Andrew Gibney (30) was originally convicted of the 28-year old dad’s murder and sentenced to life imprisonment in January 2014.
That conviction was overturned by the Court of Appeal in November 2016 and a retrial was ordered.
In December 2017, Gibney was sentenced to eight years with one suspended at the Central Criminal Court for manslaughter.
“I cannot say enough how sorry I am for this man’s death,” he said. “I would give anything for that night not to have happened.”
Gibney, whose address at the time was given as Dromheath Avenue, Mulhuddart, Dublin, had pleaded not guilty to murdering Burnett at Castlecurragh Vale, Mulhuddart, on August 21, 2012.
Gibney said to gardaí that he stabbed the deceased in the side three times with a knife.
The accused went to a garda station of his own free will a week after the killing and told officers: “I was involved in the incident, the chap is dead now and I need to give him peace.”
Chief State Pathologist, Professor Marie Cassidy, gave evidence that the deceased suffered 30 knife injuries, the majority being stab wounds.
She testified that the fatal injuries were six stab wounds on the right side of Mr Burnett’s chest, all of which had penetrated deeply, causing internal injuries to his right lung, heart and liver.
The prosecution’s case was that Gibney was part of a joint enterprise to murder Mr Burnett. Tom O’Connell SC, prosecuting, told the jury Gibney was one of five men who went to Mr Burnett’s house in Castlecurragh Avenue shortly before midnight.
Mr Burnett sold ecstasy and wine if the off-licence was shut but people would usually ring before calling up to the house, the court heard.
Two of the men were armed with knives and when the doorbell rang, Mr Burnett opened the door and was set upon.
Mr Burnett’s partner Denise Farrell told Mr O’Connell she was in the house that night and that their son was in bed asleep.
She said the doorbell rang and she told Mr Burnett not to answer it, but he did. She said she saw three men at the door and there was some sort of knife in one of the men’s hands.
Ms Farrell said that after Mr Burnett was dragged outside, she closed the door behind them. She ran upstairs to get her child before leaving the house through the back door and climbing over the garden fence.
A week later, Gibney's house was searched by gardaí and the next day he visited Blanchardstown Garda station where he admitted stabbing Mr Burnett three times in the side.
He told gardaí he had decided to go to Mr Burnett’s house about half an hour earlier and that the events were triggered by alcohol. Gibney said he got the knife from his house, then ran back home after the incident and washed the blade in his kitchen.
The defence argued that if the evidence pointed to a reasonable possibility that Gibney intended to cause some harm to Mr Burnett short of serious harm, the appropriate verdict was manslaughter.

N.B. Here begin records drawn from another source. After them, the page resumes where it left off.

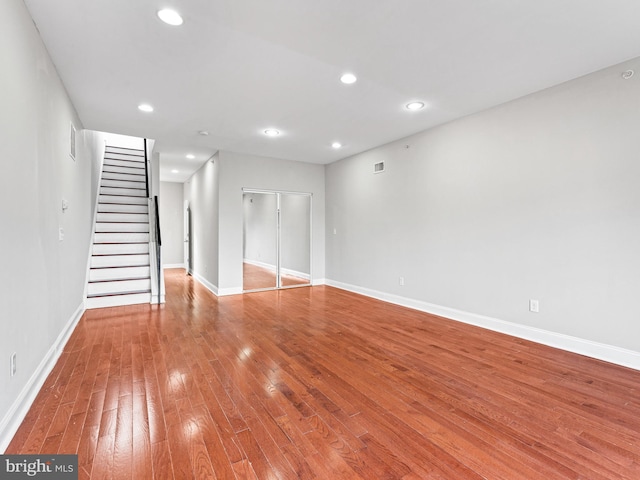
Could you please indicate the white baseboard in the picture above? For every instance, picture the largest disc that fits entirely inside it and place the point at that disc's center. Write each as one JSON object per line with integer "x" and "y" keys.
{"x": 206, "y": 283}
{"x": 601, "y": 351}
{"x": 15, "y": 415}
{"x": 218, "y": 292}
{"x": 173, "y": 265}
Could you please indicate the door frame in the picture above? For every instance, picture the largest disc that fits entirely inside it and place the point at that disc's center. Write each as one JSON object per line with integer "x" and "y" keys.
{"x": 278, "y": 193}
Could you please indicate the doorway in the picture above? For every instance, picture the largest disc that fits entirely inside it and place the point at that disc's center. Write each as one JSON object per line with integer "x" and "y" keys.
{"x": 188, "y": 249}
{"x": 276, "y": 240}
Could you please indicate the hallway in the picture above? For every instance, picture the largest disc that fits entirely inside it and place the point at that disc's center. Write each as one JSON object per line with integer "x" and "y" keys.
{"x": 321, "y": 383}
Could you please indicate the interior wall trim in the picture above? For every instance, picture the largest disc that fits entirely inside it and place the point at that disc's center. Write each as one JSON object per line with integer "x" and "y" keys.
{"x": 205, "y": 283}
{"x": 600, "y": 351}
{"x": 174, "y": 265}
{"x": 20, "y": 407}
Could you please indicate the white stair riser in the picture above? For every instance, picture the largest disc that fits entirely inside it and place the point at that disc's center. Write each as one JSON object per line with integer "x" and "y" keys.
{"x": 117, "y": 300}
{"x": 121, "y": 238}
{"x": 123, "y": 217}
{"x": 124, "y": 176}
{"x": 123, "y": 184}
{"x": 124, "y": 163}
{"x": 122, "y": 228}
{"x": 117, "y": 287}
{"x": 121, "y": 273}
{"x": 122, "y": 208}
{"x": 125, "y": 154}
{"x": 112, "y": 169}
{"x": 129, "y": 192}
{"x": 120, "y": 249}
{"x": 123, "y": 200}
{"x": 119, "y": 261}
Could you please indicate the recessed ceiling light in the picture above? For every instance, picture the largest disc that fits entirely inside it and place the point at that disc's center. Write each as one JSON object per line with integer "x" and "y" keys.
{"x": 170, "y": 17}
{"x": 413, "y": 106}
{"x": 348, "y": 78}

A jury of five men and seven women found Gibney not guilty of murder but guilty of manslaughter.
They had deliberated for seven hours and six minutes over three days.

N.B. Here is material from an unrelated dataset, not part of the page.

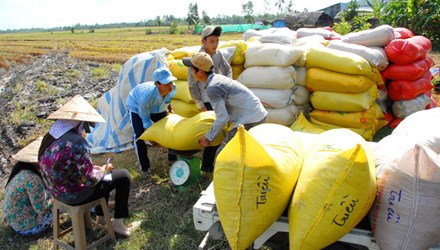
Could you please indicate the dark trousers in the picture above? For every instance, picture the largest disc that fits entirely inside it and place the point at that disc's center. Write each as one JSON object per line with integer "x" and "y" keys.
{"x": 121, "y": 183}
{"x": 140, "y": 146}
{"x": 209, "y": 152}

Members of Gibney's family wept when the verdict was announced by the court registrar.
The five-day trial heard that Gibney told gardaí in interviews that Mr Burnett had stabbed him in the shoulder with a screwdriver four years previously but the two had made amends.
This week Gibney appeared in Dublin District Court after he grabbed and pushed over a security man in what was described as a “nasty incident” .
Gibney, of no fixed address, pleaded guilty to assault and theft at Centra, King Street, Dublin 7 last November 27.
The court heard the accused had entered the store at 12.40pm and took a four-pack of beer, passing all points of payment.
When a security man attempted to stop him leaving by blocking the door, a garda told the court that Gibney grabbed the doorman and pushed him back, causing him to fall to the ground.
His solicitor Luke Staines told the court that Gibney was on a community employment scheme, was doing well and trying to contribute to society.
The doorman had not wished to provide a victim impact statement, a garda said.
Mr Staines asked the court to take account of the fact that the theft was at the lower level.
“It was a nasty enough incident for the security officer,” Judge John Brennan said.
“I take it there was drink in the background.”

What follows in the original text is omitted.